I went to search info about it in books (as Isaac), this site, wikipedia. But no one says nothing about my (maybe silly) doubt.
The theorem states that, given a finite and solvable group $G$, and an arbirary set of primes $\pi$, there will always exists a subgroup of $G$, call it $H$, such that:
- $|H|$ is a $\pi$-number, i.e. every prime divisor of $|H|$ is in $\pi$.
- $|G:H|$ is a $\pi '$-number, i.e. every prime divisor of $|G:H|$ is not in $\pi$.

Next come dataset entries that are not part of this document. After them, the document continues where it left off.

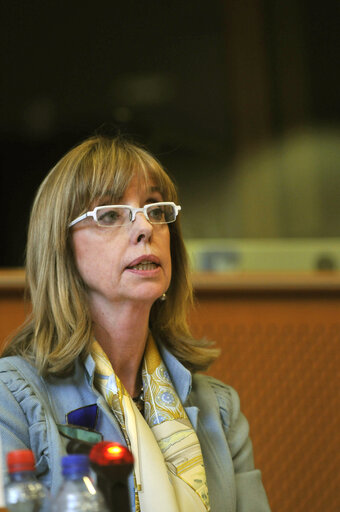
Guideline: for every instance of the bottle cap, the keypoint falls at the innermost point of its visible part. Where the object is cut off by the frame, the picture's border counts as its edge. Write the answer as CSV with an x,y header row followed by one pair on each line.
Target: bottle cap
x,y
20,460
75,465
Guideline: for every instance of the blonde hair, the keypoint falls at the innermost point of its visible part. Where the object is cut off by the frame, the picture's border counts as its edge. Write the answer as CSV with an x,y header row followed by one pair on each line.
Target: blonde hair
x,y
59,328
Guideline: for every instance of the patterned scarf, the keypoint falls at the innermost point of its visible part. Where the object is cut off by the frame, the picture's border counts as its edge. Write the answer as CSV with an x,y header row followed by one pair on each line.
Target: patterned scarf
x,y
168,465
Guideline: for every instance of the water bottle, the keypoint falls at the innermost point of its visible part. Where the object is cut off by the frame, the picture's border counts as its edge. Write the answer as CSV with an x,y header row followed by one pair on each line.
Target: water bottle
x,y
24,493
77,493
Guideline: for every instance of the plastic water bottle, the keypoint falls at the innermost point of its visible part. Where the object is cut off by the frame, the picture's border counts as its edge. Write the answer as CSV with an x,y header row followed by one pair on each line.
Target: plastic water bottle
x,y
77,493
24,493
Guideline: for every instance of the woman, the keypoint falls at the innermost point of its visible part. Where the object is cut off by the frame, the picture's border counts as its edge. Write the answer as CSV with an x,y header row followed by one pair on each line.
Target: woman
x,y
107,345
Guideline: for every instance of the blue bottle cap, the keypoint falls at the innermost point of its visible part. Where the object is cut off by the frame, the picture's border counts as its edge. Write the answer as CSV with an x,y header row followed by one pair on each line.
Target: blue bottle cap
x,y
75,465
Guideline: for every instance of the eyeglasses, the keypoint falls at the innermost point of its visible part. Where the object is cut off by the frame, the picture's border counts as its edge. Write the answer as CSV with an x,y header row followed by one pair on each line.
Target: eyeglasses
x,y
114,216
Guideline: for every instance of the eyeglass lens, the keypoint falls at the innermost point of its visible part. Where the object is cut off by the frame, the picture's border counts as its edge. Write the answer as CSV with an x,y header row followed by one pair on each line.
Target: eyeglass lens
x,y
121,215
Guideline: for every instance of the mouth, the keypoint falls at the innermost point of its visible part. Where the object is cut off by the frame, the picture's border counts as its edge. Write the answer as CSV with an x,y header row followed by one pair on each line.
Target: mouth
x,y
144,265
147,262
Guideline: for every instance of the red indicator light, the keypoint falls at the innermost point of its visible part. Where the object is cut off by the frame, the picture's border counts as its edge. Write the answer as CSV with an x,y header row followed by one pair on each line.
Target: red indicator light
x,y
107,453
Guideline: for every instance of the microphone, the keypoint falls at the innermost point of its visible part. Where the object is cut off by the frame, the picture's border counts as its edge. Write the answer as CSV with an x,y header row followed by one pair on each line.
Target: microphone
x,y
112,463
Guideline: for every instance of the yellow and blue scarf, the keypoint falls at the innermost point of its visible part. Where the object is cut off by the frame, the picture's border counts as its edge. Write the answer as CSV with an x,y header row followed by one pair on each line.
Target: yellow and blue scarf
x,y
169,471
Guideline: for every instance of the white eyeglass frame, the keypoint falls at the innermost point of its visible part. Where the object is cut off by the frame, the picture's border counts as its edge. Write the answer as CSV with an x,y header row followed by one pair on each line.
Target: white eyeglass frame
x,y
133,211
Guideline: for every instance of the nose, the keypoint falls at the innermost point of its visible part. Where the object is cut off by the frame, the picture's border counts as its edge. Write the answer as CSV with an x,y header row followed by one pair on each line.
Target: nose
x,y
142,229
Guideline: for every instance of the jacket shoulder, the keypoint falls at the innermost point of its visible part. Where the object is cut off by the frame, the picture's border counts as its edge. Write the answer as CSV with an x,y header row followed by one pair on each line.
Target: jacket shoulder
x,y
225,397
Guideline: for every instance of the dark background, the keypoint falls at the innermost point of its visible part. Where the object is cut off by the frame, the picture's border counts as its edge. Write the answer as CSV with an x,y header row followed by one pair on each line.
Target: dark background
x,y
197,82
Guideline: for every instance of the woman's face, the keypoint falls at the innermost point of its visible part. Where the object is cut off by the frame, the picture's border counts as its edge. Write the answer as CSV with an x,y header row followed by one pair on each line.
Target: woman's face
x,y
108,259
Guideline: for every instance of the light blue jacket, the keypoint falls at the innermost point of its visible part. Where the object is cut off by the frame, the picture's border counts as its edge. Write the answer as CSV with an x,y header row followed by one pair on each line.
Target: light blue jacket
x,y
31,406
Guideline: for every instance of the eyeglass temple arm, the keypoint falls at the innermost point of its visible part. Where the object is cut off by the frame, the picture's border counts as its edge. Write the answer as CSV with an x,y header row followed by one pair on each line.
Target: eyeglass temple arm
x,y
78,219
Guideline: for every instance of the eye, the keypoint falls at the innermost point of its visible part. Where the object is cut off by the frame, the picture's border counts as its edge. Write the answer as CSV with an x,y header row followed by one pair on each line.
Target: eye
x,y
156,213
109,216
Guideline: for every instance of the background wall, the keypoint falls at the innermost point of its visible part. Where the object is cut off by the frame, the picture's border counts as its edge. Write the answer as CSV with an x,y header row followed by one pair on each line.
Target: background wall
x,y
239,100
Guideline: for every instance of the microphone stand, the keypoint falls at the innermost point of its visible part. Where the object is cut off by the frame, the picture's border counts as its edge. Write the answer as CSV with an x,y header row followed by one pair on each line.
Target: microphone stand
x,y
112,464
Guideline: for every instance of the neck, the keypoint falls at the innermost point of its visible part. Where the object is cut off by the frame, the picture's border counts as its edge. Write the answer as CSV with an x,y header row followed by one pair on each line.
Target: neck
x,y
122,333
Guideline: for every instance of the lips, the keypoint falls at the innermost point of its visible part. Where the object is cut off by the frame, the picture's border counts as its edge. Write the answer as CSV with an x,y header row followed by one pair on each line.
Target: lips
x,y
145,262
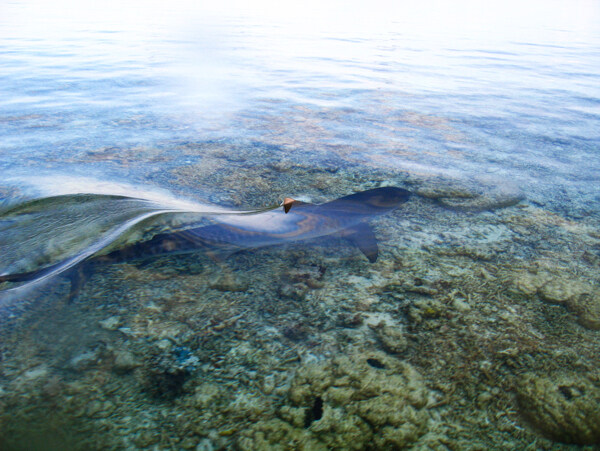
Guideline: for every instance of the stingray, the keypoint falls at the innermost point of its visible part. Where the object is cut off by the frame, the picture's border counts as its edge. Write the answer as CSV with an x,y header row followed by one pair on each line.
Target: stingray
x,y
293,221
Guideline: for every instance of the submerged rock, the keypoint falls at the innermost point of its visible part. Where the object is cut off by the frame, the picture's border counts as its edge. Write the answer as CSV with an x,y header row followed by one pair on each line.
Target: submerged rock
x,y
564,407
349,402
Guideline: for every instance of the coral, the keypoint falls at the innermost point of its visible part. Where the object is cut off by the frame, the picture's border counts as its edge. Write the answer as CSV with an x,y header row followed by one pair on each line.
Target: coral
x,y
563,406
348,402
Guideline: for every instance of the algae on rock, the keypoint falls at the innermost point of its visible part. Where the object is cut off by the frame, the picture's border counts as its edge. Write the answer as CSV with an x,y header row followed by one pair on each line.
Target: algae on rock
x,y
349,402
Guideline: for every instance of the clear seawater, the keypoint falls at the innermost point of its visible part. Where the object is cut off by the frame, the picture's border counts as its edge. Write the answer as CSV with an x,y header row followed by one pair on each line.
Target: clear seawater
x,y
198,100
466,90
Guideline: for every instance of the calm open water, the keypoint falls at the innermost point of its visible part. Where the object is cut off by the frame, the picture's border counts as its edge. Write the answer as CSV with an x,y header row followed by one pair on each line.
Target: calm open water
x,y
462,90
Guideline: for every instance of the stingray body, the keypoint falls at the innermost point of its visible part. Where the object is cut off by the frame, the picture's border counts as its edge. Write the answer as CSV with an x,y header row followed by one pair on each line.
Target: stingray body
x,y
296,221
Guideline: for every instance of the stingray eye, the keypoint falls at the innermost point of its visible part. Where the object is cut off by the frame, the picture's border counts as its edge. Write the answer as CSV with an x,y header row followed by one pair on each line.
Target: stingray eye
x,y
380,201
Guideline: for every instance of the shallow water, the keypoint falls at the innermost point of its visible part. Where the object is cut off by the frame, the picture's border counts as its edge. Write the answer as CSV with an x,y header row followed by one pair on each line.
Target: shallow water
x,y
485,293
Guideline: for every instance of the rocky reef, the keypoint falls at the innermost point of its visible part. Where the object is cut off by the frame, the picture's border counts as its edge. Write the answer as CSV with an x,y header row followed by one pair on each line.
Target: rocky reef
x,y
477,328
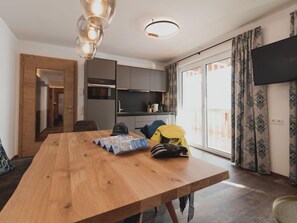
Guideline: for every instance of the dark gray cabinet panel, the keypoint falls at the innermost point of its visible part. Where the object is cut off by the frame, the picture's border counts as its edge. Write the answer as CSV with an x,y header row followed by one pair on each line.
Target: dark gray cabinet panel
x,y
123,77
140,79
102,112
100,68
158,80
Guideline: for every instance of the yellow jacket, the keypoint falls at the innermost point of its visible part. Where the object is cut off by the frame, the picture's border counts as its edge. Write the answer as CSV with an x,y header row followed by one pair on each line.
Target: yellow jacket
x,y
172,134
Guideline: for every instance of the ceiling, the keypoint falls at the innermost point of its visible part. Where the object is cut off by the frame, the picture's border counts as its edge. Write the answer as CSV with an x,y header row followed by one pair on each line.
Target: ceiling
x,y
200,21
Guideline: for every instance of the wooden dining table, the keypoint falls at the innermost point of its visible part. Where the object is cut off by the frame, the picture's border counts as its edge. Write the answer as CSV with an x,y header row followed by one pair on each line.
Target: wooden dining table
x,y
71,179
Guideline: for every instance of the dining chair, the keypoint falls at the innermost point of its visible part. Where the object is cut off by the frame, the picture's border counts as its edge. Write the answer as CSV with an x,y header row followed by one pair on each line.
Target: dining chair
x,y
284,209
85,125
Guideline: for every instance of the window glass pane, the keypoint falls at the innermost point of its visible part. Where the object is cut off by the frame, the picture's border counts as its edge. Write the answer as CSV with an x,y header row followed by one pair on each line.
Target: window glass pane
x,y
191,113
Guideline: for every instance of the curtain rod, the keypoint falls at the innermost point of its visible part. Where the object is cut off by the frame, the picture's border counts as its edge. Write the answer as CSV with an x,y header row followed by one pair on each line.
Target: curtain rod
x,y
199,52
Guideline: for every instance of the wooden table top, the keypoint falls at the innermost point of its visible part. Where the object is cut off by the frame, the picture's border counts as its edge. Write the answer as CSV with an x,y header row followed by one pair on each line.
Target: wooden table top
x,y
73,180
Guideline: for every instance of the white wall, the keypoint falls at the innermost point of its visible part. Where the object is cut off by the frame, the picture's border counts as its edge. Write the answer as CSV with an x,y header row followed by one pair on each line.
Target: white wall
x,y
275,27
9,93
42,49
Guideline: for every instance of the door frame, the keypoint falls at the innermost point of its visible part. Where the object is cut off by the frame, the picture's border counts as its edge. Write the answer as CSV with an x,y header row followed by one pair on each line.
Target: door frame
x,y
34,61
202,63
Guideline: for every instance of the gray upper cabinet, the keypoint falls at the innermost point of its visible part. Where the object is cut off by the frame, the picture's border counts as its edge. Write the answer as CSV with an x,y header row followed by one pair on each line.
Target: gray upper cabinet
x,y
140,79
158,80
101,68
123,77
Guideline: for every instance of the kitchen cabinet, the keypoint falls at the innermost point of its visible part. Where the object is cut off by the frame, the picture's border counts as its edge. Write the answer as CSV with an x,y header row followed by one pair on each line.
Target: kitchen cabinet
x,y
123,77
158,80
135,123
140,79
100,68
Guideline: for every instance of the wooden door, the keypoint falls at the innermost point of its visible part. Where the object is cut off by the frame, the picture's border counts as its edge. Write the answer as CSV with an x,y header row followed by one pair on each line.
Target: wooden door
x,y
28,146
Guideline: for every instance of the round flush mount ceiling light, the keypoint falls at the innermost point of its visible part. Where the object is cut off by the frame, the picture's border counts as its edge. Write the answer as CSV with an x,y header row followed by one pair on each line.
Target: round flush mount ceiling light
x,y
162,29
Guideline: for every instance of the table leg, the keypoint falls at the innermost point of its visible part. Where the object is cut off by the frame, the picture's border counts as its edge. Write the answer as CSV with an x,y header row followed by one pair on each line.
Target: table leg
x,y
140,218
171,211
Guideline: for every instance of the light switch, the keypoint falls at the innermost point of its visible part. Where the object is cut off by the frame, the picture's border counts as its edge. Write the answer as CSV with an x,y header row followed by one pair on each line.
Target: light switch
x,y
277,121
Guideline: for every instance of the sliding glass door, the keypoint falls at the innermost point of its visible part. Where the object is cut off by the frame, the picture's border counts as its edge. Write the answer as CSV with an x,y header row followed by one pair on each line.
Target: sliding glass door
x,y
205,104
218,101
191,114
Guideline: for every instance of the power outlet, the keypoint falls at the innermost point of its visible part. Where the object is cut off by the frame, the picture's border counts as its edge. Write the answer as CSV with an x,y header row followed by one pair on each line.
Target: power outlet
x,y
277,121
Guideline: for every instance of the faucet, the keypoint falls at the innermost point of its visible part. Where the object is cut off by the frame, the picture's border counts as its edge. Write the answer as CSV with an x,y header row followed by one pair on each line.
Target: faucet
x,y
119,106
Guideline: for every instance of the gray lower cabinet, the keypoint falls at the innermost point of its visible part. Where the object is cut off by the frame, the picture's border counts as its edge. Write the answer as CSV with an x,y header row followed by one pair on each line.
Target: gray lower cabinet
x,y
140,79
135,123
158,80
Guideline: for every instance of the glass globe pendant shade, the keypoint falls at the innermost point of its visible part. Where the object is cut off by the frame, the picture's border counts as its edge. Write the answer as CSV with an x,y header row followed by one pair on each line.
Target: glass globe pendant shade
x,y
98,13
88,33
85,50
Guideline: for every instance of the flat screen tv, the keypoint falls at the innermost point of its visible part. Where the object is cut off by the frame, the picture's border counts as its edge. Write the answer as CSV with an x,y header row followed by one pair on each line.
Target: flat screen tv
x,y
275,62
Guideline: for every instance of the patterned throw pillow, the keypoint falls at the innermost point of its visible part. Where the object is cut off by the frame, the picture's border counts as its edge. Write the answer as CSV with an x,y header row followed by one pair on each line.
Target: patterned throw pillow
x,y
5,165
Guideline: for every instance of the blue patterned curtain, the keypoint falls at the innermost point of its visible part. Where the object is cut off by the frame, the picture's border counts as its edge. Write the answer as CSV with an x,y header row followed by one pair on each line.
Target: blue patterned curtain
x,y
171,94
250,141
293,110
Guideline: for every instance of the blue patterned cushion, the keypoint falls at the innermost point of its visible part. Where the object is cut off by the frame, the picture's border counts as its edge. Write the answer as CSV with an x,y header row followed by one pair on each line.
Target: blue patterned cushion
x,y
5,165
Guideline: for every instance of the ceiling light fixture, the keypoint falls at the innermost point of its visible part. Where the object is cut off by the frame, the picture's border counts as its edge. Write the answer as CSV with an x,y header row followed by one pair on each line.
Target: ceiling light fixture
x,y
162,29
97,15
88,33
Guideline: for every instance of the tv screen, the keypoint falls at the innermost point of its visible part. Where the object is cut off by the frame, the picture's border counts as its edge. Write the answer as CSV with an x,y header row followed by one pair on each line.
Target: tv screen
x,y
275,62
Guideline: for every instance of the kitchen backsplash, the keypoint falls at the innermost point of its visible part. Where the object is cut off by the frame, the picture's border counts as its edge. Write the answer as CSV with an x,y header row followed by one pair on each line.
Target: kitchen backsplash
x,y
137,101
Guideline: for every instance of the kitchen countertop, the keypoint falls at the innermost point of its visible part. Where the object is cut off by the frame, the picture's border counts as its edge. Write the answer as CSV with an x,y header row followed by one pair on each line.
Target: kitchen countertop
x,y
143,113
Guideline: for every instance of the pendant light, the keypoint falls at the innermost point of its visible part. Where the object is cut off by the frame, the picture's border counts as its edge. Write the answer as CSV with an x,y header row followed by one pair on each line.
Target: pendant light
x,y
98,13
88,33
85,49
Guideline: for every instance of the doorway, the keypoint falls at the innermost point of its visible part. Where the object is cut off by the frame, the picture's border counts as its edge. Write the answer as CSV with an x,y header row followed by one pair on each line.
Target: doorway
x,y
48,100
205,109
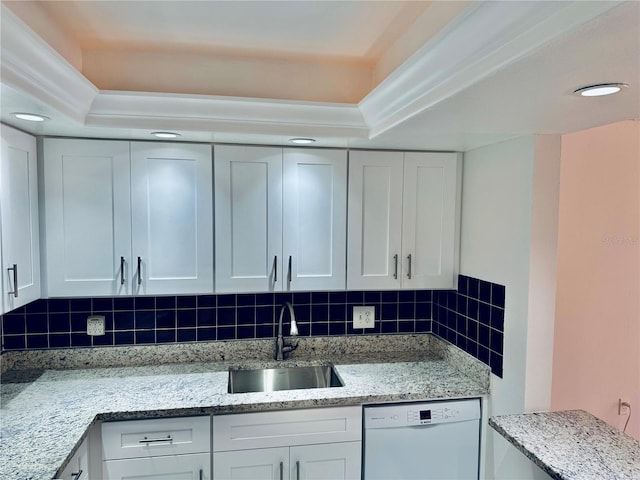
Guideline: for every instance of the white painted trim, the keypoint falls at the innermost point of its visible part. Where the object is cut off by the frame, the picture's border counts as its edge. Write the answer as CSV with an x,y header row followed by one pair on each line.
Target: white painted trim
x,y
32,66
468,50
471,48
225,114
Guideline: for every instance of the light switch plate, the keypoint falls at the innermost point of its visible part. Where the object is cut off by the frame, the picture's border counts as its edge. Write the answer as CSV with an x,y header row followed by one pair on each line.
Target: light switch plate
x,y
95,325
364,317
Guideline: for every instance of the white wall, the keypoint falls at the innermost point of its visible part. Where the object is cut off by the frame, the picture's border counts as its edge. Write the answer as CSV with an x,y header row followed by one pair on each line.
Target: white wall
x,y
508,209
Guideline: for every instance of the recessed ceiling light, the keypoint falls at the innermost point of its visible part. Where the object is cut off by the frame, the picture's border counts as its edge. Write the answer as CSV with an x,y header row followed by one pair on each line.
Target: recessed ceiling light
x,y
302,141
600,89
30,117
165,134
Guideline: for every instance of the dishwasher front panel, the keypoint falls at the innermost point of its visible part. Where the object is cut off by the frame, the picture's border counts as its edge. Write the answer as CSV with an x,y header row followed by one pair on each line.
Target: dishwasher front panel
x,y
422,441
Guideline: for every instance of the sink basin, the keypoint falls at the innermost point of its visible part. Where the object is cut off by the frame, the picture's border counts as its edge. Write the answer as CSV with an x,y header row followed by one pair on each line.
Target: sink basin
x,y
289,378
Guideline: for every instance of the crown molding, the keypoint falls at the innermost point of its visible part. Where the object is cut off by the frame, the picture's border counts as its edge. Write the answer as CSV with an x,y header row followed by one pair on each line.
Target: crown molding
x,y
225,114
472,47
32,66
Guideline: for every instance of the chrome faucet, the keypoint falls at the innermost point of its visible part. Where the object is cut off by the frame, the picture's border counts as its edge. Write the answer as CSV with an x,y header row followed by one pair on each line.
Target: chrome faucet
x,y
282,348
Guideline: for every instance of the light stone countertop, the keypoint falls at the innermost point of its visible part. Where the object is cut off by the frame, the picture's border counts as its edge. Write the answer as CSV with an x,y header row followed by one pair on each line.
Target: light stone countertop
x,y
572,445
45,414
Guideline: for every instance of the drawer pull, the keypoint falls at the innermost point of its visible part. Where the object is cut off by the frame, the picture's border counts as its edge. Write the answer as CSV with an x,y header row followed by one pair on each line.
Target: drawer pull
x,y
152,441
15,280
275,269
395,271
122,266
139,271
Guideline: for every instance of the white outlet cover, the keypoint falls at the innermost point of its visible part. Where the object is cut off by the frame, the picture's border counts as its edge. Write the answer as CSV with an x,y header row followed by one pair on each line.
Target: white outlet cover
x,y
95,325
364,317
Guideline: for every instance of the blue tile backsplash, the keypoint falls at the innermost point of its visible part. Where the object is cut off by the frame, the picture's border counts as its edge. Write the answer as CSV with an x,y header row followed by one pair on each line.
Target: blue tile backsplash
x,y
62,322
471,318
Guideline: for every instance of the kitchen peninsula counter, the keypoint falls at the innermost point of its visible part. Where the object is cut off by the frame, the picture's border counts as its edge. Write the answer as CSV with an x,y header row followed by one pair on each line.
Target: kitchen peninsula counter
x,y
572,445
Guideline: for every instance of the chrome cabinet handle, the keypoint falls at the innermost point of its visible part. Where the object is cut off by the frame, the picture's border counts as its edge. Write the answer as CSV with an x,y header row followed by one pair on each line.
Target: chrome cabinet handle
x,y
150,441
395,270
121,270
15,280
275,268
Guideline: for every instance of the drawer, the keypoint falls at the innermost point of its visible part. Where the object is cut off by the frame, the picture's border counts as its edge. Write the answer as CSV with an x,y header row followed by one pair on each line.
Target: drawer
x,y
156,437
286,428
180,467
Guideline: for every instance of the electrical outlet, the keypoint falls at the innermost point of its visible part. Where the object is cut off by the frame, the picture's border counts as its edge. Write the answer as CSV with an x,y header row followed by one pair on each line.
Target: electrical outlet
x,y
364,317
623,407
95,325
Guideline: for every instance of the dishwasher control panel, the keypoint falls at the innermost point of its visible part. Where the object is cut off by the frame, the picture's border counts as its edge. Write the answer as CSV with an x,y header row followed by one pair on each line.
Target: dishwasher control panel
x,y
415,414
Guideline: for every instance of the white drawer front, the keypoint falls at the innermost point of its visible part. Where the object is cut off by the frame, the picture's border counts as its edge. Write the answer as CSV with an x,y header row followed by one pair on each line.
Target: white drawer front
x,y
285,428
155,437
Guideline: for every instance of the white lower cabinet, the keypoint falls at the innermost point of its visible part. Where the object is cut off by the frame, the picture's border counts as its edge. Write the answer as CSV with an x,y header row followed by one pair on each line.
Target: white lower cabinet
x,y
323,443
173,467
265,464
330,461
166,448
78,466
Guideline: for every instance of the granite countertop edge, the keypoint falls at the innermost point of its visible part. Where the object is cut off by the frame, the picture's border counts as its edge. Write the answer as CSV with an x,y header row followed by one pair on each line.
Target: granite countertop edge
x,y
435,370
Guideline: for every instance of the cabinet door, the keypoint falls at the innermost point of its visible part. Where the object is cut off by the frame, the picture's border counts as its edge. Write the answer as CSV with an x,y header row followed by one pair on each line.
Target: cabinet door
x,y
88,217
374,220
337,461
173,467
19,203
430,220
78,466
172,218
262,464
248,206
314,219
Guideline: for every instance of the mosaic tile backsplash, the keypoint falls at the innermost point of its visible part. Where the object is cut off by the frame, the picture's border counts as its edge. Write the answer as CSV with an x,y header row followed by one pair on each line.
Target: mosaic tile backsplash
x,y
472,318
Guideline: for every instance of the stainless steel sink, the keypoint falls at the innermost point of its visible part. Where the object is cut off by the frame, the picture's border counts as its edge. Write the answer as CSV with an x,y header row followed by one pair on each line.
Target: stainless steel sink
x,y
289,378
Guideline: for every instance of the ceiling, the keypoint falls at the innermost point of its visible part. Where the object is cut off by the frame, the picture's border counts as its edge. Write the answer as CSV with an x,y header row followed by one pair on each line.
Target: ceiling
x,y
414,75
275,28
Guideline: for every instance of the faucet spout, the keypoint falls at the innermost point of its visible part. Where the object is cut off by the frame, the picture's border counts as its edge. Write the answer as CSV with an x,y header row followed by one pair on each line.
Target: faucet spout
x,y
282,347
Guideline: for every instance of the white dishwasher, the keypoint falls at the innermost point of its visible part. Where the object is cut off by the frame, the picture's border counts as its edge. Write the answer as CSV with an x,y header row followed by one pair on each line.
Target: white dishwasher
x,y
421,441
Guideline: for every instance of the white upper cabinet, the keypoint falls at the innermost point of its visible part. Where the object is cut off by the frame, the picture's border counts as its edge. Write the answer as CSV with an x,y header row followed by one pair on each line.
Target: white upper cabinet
x,y
403,220
87,217
248,205
315,219
280,219
430,219
126,219
375,220
19,236
172,218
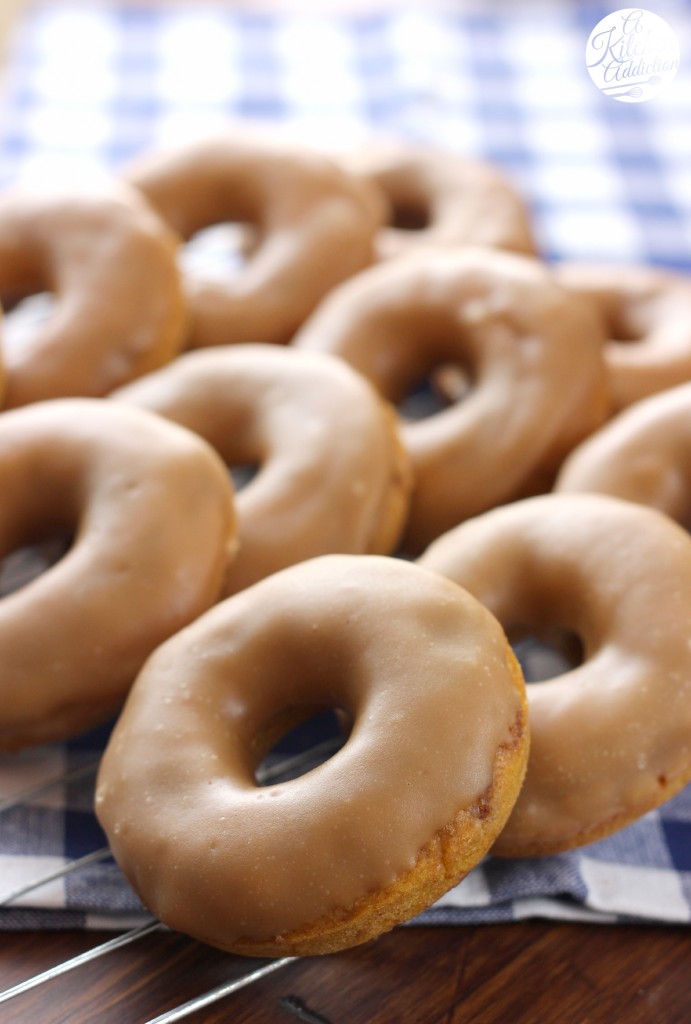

But I can't understand how can this is possible if, for example, the smallest prime in $\pi$ is larger then the greatest prime divisor of $|G|$.
Take for example $\pi=\{17\}$ and $G=\langle a\rangle$ the cyclic group of order $13$. $G$ is abelian, hence solvable. Its subgroups are clearly only the trivial ones, hence it seems the theorem fails.
Even the proof: it's done by induction. And it works in the inductive step... but not in the base case, when $|G|=1$ because $H\leq G\Rightarrow H=1$ and $1=|H|=|G:H|$ so both 1) and 2) fails, unless we assume that by agreement $1$ is both a $\pi$-number and a $\pi '$-number.
Could someone explain this? I would be really grateful.
(I hope to have wrote nothing blasphemous!)
1 is a $\pi$-number for all sets of primes $\pi$.
If $\pi$ is a set of primes and $n$ is an integer (usually positive), then $n$ is a $\pi$-number if and only if every prime divisor of $n$ is contained in $\pi$. One can define $\pi(n)$ to be the set of prime divisors of $n$ (though I find this a disconcerting use of $\pi$ to mean both a set and an unrelated function), and then $n$ is a $\pi$-number if and only if $\pi(n) \subseteq \pi$. For a finite group $G$, we say that $G$ is a $\pi$-group if and only if its order is a $\pi$-number. One can define $\pi(G) = \pi(|G|)$ (again unrelated to the set), and then a finite group is a $\pi$-group if and only if $\pi(G) \subseteq \pi$. A finite subgroup $H \leq G$ is called a $\pi$-subgroup if $H$ is a $\pi$-group. A finite order element $g$ of a group is a $\pi$-element if its order is a $\pi$-number (I believe elements of infinite order are not $\pi$-elements for any set of primes $\pi$, though I am less certain if $\pi$ is the set of all primes). A group is a $\pi$-group if and only if all of its elements are $\pi$-elements.
As an example, 1, 2, 3, 4, 6, 8, 9, 12 are the first eight positive $\{2,3\}$-numbers even though $\pi(1)=\{\} \subsetneq \{2,3\}$ and $\pi(2)=\{2\} \subsetneq \{2,3\}$.
The complement of $\pi$ is $\pi' = \{ p : p \text{ prime}, p \notin \pi \}$.
A Hall $\pi$-subgroup $H \leq G$ is a subgroup where $H$ is a $\pi$-group and $[G:H]$ is a $\pi'$-number. These are most useful in solvable groups where they (a) exist, (b) contain all $\pi$-subgroups (that is, they are the maximal $\pi$-subgroups), and (c) are all conjugate.
Some reasons that we use these definitions of $\pi$-group: $\pi$-groups are closed under subgroups and quotient groups. It would be incredibly inconvenient if $1$ was not a $\pi$-number. Consider $O^{\pi}(G)$, the smallest normal subgroup $N$ such that $G/N$ is a $\pi$-group. The way the definitions are setup, $O^{\pi}(G)$ is a characteristic subgroup. If one chose to make $1$ not a $\pi$-number, then $O^{\{3\}}(S_3)$ would not exist. Similarly, $O_p(G)$ is the name of the subgroup defined by these two equivalent definitions: (a) the intersection of the Sylow $p$-subgroups, and (b) the largest normal $p$-subgroup. If $1$ were not a $\{p\}$-number, then $O_2(S_3)$ would not exist by definition (b).